Me pregunto cuántos de los presentes en aquel momento sublime habrán recordado lo que Jehová le dijo al profeta Isaías, y lo que había sido registrado en los anales nefitas: “¿Se olvidará la mujer de lo que dio a luz, para dejar de compadecerse del hijo de su vientre? Aunque se olvidaran ellas, yo no me olvidaré de ti. He aquí que te tengo grabada en las palmas de mis manos” (Isaías 49:15–16; 1 Nefi 21:16). En este caso, las señales de la crucifixión no provocaron lamento, ¡sino que fueron motivo de regocijo!
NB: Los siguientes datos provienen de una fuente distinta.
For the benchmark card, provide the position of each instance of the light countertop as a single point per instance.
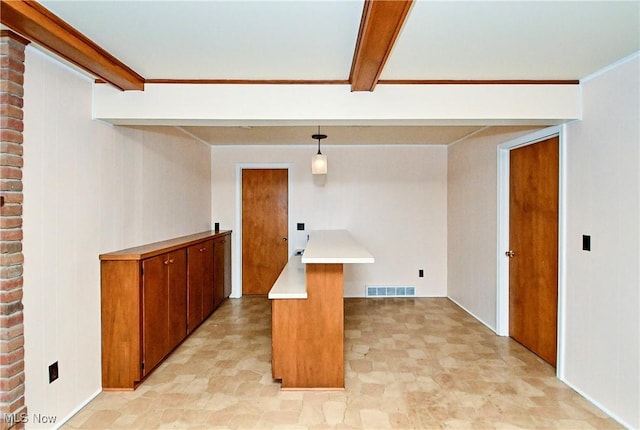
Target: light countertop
(334, 246)
(324, 247)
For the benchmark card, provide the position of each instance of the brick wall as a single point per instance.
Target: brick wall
(12, 403)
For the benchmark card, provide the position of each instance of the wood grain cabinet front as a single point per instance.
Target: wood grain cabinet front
(200, 283)
(153, 296)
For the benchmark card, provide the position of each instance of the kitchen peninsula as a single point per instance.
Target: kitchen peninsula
(307, 319)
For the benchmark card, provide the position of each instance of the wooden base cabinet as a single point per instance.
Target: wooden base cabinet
(153, 296)
(200, 281)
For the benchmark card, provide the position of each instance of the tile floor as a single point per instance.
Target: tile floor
(410, 364)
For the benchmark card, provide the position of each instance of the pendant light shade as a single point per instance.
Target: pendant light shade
(319, 161)
(319, 164)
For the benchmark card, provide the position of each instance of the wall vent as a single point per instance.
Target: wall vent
(390, 291)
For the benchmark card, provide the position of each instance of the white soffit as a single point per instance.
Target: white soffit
(201, 104)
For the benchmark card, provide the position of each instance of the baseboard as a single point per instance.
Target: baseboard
(77, 409)
(597, 404)
(474, 316)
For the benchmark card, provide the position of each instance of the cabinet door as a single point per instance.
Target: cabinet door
(155, 310)
(177, 293)
(227, 267)
(195, 283)
(207, 280)
(218, 270)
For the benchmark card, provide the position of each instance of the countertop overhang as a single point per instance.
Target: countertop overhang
(324, 247)
(334, 246)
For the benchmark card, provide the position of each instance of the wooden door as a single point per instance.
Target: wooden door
(155, 310)
(264, 228)
(177, 293)
(533, 243)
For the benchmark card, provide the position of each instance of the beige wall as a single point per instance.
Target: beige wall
(472, 228)
(392, 199)
(603, 286)
(90, 188)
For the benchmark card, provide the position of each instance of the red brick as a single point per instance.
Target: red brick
(10, 172)
(11, 210)
(11, 160)
(12, 357)
(11, 284)
(10, 247)
(11, 295)
(10, 222)
(13, 142)
(9, 235)
(9, 333)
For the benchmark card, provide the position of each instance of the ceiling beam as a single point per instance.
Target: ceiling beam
(39, 25)
(379, 27)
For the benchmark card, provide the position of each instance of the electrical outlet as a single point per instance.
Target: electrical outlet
(53, 372)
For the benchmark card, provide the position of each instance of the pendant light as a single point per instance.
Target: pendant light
(319, 161)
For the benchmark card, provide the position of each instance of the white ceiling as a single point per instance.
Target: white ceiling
(315, 40)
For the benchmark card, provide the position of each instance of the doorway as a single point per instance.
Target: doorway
(265, 221)
(533, 247)
(541, 247)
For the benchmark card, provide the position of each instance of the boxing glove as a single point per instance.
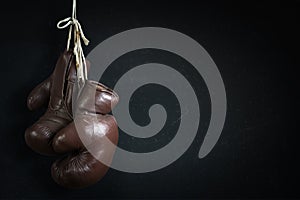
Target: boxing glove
(57, 92)
(88, 138)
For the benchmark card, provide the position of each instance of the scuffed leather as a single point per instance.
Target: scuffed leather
(82, 169)
(55, 133)
(58, 115)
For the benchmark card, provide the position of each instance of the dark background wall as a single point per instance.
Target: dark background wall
(255, 45)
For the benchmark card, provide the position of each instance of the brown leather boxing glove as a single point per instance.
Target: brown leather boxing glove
(92, 125)
(57, 90)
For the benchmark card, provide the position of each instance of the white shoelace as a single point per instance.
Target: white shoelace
(78, 35)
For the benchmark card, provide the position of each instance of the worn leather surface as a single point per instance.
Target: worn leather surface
(60, 132)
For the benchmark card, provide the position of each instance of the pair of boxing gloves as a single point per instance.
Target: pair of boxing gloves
(58, 133)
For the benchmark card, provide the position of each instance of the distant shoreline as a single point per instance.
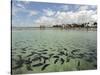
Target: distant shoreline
(52, 28)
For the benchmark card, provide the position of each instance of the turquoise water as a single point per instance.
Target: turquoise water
(57, 50)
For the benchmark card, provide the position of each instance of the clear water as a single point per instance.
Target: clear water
(24, 42)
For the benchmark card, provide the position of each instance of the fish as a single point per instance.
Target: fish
(36, 59)
(23, 52)
(29, 67)
(55, 56)
(37, 65)
(44, 67)
(95, 65)
(56, 61)
(51, 55)
(65, 49)
(28, 61)
(76, 50)
(45, 50)
(32, 53)
(18, 66)
(62, 53)
(67, 60)
(44, 53)
(78, 64)
(62, 60)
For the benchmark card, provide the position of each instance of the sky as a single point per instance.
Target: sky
(34, 14)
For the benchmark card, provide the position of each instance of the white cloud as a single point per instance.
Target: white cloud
(32, 13)
(68, 17)
(21, 6)
(48, 12)
(64, 7)
(81, 8)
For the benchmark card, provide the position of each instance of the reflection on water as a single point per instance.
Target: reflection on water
(36, 51)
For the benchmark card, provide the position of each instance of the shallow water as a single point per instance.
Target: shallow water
(80, 46)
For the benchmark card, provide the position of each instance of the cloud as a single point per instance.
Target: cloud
(68, 17)
(32, 13)
(21, 6)
(48, 12)
(81, 8)
(64, 7)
Finalmente, el élder Jeffrey R. Holland nos da otra razón para regocijarnos por las señales de la crucifixión que Cristo conservó en Su cuerpo resucitado:
Cuando tropezamos o caemos, Él está allí para sostenernos y fortalecernos. Al final, Él está allí para salvarnos, y por todo esto entregó Su vida. Por muy oscuros que parezcan nuestros días, fueron mucho más oscuros para el Salvador del mundo. Como recordatorio de aquellos días, Jesús ha elegido, incluso en un cuerpo resucitado y por lo demás perfeccionado, conservar para beneficio de Sus discípulos las heridas en Sus manos, en Sus pies y en Su costado—señales, si se quiere, de que incluso las cosas dolorosas les suceden a los puros y perfectos; señales, si se quiere, de que el dolor en este mundo no es evidencia de que Dios no te ama; señales, si se quiere, de que los problemas pasan y la felicidad puede ser nuestra… Es el Cristo herido quien es el Capitán de nuestras almas, Aquel que aún lleva las cicatrices de nuestro perdón, las marcas de Su amor y humildad, la carne desgarrada por la obediencia y el sacrificio. Esas heridas son la forma principal en que habremos de reconocerlo cuando venga.
Conclusión
La mayor parte del mundo cristiano se refiere al Viernes de Pascua como el “Viernes Santo”. Esto puede parecer extraño para un día que conmemora una muerte, incluso la muerte cruel y tortuosa del Hijo de Dios. Se le llama “Viernes Santo” porque la palabra good en inglés puede significar “piadoso o santo”. En ese sentido, el Viernes Santo es un día sumamente sagrado. Pero a pesar de los detalles dolorosos de la forma en que Jesús fue crucificado, espero que durante la temporada de Pascua encontremos razones para regocijarnos y celebrar Su muerte, así como Su resurrección. Gracias a Su muerte en la cruz, podemos celebrar la gracia de Su Expiación; podemos regocijarnos en el gran amor de Dios por nosotros, al haber dado a Su Hijo Unigénito; podemos celebrar la oportunidad de responder a la invitación de Jesús para que todos vengan, lo sigan y sean Sus discípulos; y en nuestros momentos más oscuros, podemos hallar consuelo y motivo de gozo en el recuerdo de que estamos grabados en las palmas de Sus manos. ¡Doy gracias a Dios por toda la temporada de Pascua!